America has a love/hate relationship with the credit card industry. On the one hand, statistics would indicate Americans love credit cards. After all, they charged $1.5 trillion on them last year, up three-fold from a decade earlier. There are 650 million general-purpose cards in circulation that can be used everywhere from McDonald's to supermarkets to the fanciest hotel.
  On the other hand, a string of recent developments-you can find details in our cover story on page 30-would indicate more than a few people hate credit cards. Card companies get blamed when account data are stolen from merchants and used to commit fraud, subprime issuers attract attention for allegedly shady practices that hurt the poor or gullible, and mainstream credit card pricing practices draw fire from consumer groups.
  It's my sense that penalty fees and annual percentage rates are getting more heat now than at any time I can remember in over a decade of covering this industry. Thirty-nine dollar late fees that kick in when a payment arrives an hour late, penalty interest rates 12 or more percentage points higher than the normal APR, and overlimit policies designed to produce fee income make the industry an easy target. Issuers compound their PR problems every time they say that all the fees are disclosed in those legalistic cardholder agreements they send out. Such documents pass muster with regulators, but few consumers read them. Card executives must have cringed when they read that lovely report about their revenue-enhancing practices on the front page of The Wall Street Journal in early July.
  Of course, any time you've got a bunch of stone throwers, you've got to pause and ask who all is guilty. While few outside the banking industry will defend the high penalty fees so common nowadays, card execs argue with some merit that your average cardholder refuses to pay annual fees except on select rewards cards. As the annual fee declined in the 1990s, penalty fees rushed in to fill the margin void.
  On that point, however, I will argue that the card industry, for all its millions of dollars in advertising, has done a lousy job of educating consumers about the true value of credit cards, financial instruments easily worth an annual fee of $10 or more. Think of it-by merely presenting a piece of plastic in and of itself worth only about 25 cents, along with a valid driver's license, a cardholder can rent a car worth $30,000. Or fly first class to London. Or pay the plumber $200 to fix a broken pipe two days before the next payday and the checkbook is a bit low. Is that value, or what?
  Issuers wouldn't have such a scruffy image today if they had held the line on upfront annual fees instead of becoming so reliant on dinging their customers every time they disobeyed the increasingly strict rules.

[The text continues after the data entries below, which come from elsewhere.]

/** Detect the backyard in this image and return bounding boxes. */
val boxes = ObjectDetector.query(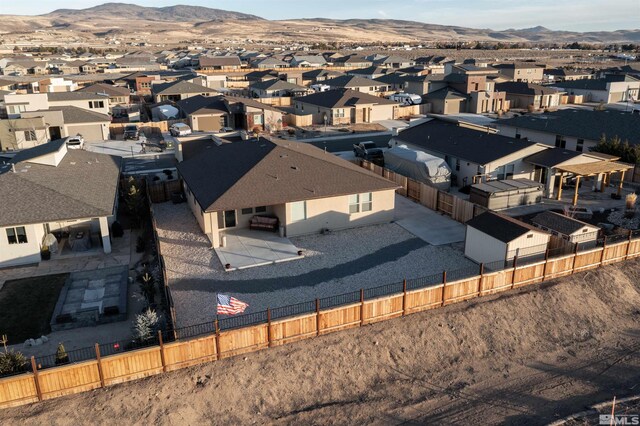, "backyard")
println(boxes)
[154,203,478,327]
[0,274,69,344]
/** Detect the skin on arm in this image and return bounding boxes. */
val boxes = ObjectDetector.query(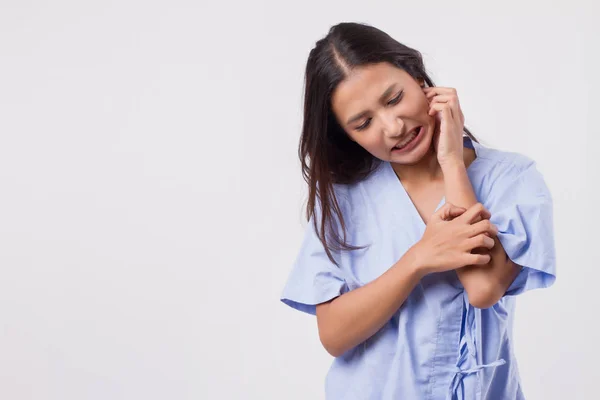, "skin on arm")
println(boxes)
[442,163,521,308]
[316,203,496,357]
[424,87,521,308]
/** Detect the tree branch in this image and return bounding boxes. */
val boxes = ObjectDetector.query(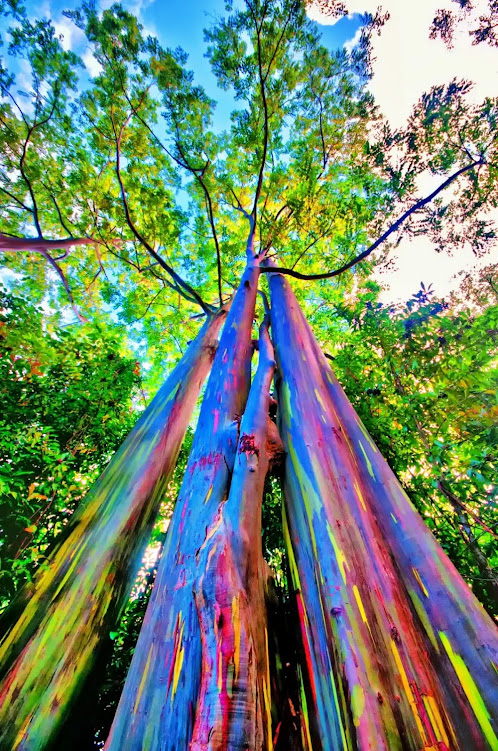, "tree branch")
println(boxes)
[261,160,484,281]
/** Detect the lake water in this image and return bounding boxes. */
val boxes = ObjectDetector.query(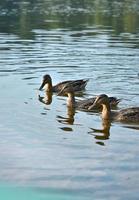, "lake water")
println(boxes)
[0,0,139,200]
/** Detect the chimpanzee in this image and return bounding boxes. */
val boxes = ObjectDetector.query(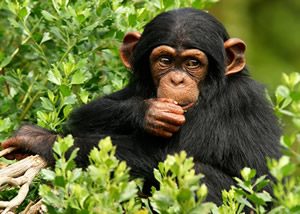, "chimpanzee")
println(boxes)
[2,8,281,204]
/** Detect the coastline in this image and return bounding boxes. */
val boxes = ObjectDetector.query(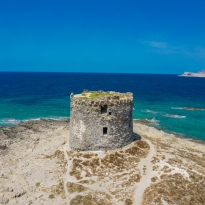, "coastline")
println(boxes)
[0,119,205,205]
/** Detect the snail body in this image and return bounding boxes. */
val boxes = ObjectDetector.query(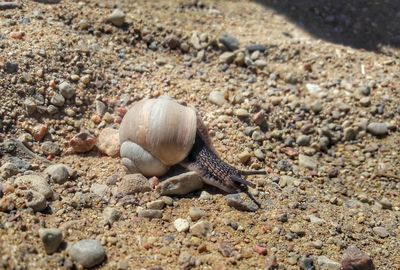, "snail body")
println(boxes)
[119,98,264,200]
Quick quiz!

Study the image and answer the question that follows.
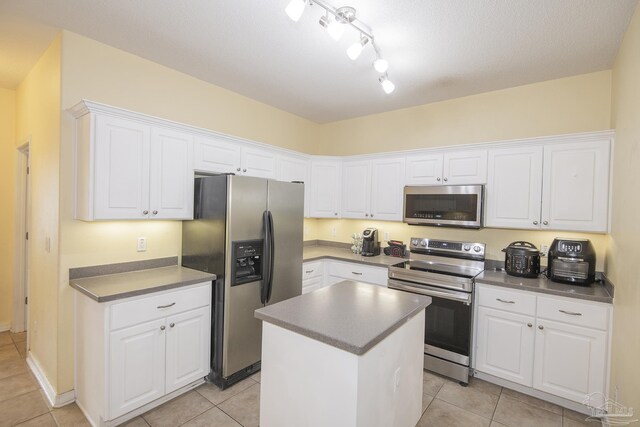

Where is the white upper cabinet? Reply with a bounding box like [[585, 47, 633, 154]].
[[309, 160, 341, 218], [485, 146, 543, 229], [405, 149, 487, 185], [542, 140, 610, 232], [76, 114, 193, 221]]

  A note on my returned-mail "mini-investigation": Last month I promised to check how common it is for consumers to return card solicitations unsigned as a way of getting back at issuers for what many perceive as junk mail. Well, I've called some big card mailers and some marketing experts. Issuers seem to be avoiding me, and so far the gurus haven't heard much about it. But I'll keep checking and give you a report before the year's out.